# Query Reformulation using the UniversalDeepTransformer API

This notebook shows how to build a query reformulation model with ThirdAI's Universal Deep Transformer (UDT) model, our all-purpose API for classification tasks on tabular datasets and query reformulation. In this demo, we will train and evaluate the model on a spelling correction dataset.

To run this notebook, you will need to obtain a ThirdAI license at the following link if you have not already: https://www.thirdai.com/try-bolt/

In [None]:
!pip3 install thirdai==0.5.4
!pip3 install pandas
!pip3 install numpy

## Dataset Download

We will use the utils module in this repository to download and pre-process a dataset from HuggingFace. The dataset we will use from HuggingFace is typically used for semantic sentence similarity. We will pre-process it by adding noise so that it is suitable for query reformulation.

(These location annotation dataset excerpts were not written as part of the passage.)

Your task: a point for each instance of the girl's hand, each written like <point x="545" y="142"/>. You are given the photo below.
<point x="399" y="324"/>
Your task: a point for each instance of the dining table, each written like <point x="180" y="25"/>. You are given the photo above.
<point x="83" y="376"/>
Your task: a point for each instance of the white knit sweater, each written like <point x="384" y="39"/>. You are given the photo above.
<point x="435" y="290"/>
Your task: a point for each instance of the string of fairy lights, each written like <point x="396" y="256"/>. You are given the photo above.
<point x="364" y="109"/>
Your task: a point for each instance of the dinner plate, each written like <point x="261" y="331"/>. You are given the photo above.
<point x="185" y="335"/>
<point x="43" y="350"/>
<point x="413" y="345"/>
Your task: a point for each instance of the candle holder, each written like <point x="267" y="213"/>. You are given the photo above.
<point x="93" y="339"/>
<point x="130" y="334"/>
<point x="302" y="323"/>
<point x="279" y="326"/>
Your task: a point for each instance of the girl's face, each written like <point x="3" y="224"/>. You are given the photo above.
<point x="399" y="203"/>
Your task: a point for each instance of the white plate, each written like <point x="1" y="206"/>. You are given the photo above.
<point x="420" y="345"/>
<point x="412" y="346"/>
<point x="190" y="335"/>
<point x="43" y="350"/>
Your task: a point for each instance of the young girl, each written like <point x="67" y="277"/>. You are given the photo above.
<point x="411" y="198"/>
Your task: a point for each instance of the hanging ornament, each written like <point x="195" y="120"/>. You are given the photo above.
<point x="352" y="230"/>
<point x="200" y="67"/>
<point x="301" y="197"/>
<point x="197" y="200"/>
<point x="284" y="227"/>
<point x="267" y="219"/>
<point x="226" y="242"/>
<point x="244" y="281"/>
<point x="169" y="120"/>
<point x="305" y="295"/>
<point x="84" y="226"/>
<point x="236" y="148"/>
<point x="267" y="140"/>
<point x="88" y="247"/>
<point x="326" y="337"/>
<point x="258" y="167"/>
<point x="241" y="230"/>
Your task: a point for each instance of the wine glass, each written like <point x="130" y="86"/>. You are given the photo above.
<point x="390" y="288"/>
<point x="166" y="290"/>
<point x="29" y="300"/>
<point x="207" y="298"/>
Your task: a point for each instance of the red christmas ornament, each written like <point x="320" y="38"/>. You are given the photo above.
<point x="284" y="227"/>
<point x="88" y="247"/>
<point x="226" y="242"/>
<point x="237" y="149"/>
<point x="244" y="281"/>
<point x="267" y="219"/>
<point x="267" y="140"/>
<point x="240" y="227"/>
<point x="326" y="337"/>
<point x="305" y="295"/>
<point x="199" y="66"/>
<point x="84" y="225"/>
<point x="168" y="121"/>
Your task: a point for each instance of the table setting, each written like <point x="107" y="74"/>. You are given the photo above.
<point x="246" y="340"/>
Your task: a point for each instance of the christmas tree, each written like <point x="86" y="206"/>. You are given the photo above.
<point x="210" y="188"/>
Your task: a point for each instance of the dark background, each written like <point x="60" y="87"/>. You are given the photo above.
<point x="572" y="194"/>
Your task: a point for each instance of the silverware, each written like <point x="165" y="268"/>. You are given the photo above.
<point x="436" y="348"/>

You can replace this step and the next with a UDT initialization that is specific for your dataset - as long as your input dataset consists of a column with incorrect queries and a column with their target reformulations. 

In [None]:
from utils import QueryReformulationDataProcessor
import pandas as pd

TRAIN_FILE_PATH = "queries.csv"

data_processor = QueryReformulationDataProcessor(
    dataset_name="embedding-data/sentence-compression"
)

# The perturbed dataset consists of one column with incorrect queries
# formed by adding noise to the original text.
perturbed_dataset = data_processor.perturb_dataset()

# Add file header since the "train" and "evaluate" methods assume the
# input CSV file has a header.
perturbed_dataset.columns = ["target_column", "source_column"]
perturbed_dataset.to_csv(TRAIN_FILE_PATH, index=False)

In [None]:
perturbed_dataset

## UDT Initialization

We can create a UDT model specific for query reformulation by specifying the name of the source column (column containing queries to be reformulated) and the name of the target column (correct reformulations) and a dataset size parameter. The size of the input dataset can be configured to be either "small", "medium" or "large". We configure different model parameters depending on the size of the input dataset. 

In [None]:
from thirdai import bolt

model = bolt.UniversalDeepTransformer(
    source_column="source_column", target_column="target_column", dataset_size="medium"
)

## Training

We can now train our model in just one line of code. You just have to specify the path to the training file. 

In [None]:
model.train(filename=TRAIN_FILE_PATH)

## Evaluation 

Evaluating the UDT model is also just one line of code. Since this UDT model is specific for query reformulation, you need to provide the number of suggested candidate queries that the UDT model generates. For instance, if you want to see the top 10 suggested query reformulations of the input query, set the top_k parameter to 10. Evaluating this model will also print out recall @k. 

In [None]:
query_reformulations = model.evaluate(filename=TRAIN_FILE_PATH, top_k=5)

## Saving and Loading

Saving and loading a trained UDT model to disk is also extremely straight forward. 

In [None]:
model_location = "query_reformulation.model"

# Saving
model.save(model_location = "query_reformulation.model"
)

# Loading
model = bolt.UniversalDeepTransformer.load(model_location)

## Testing Predictions 

The evaluation method is great for testing, but it requires labels, which don't exist in a production environment. We also provide a predict method that can take a list of queries or a single query, which allows for easy integration into production pipelines. 

In [None]:
incorrect_queries_list = [
    "ehT Beatles almost dformde while they were all still elive",
    "Muslim poplatio to growe at twice the rate",
    "Pakintan begins predesential poll process"
]
predictions = model.predict_batch(queries=incorrect_queries_list, top_k=5)



In [None]:
# Remove the created training file
import os

os.remove(TRAIN_FILE_PATH)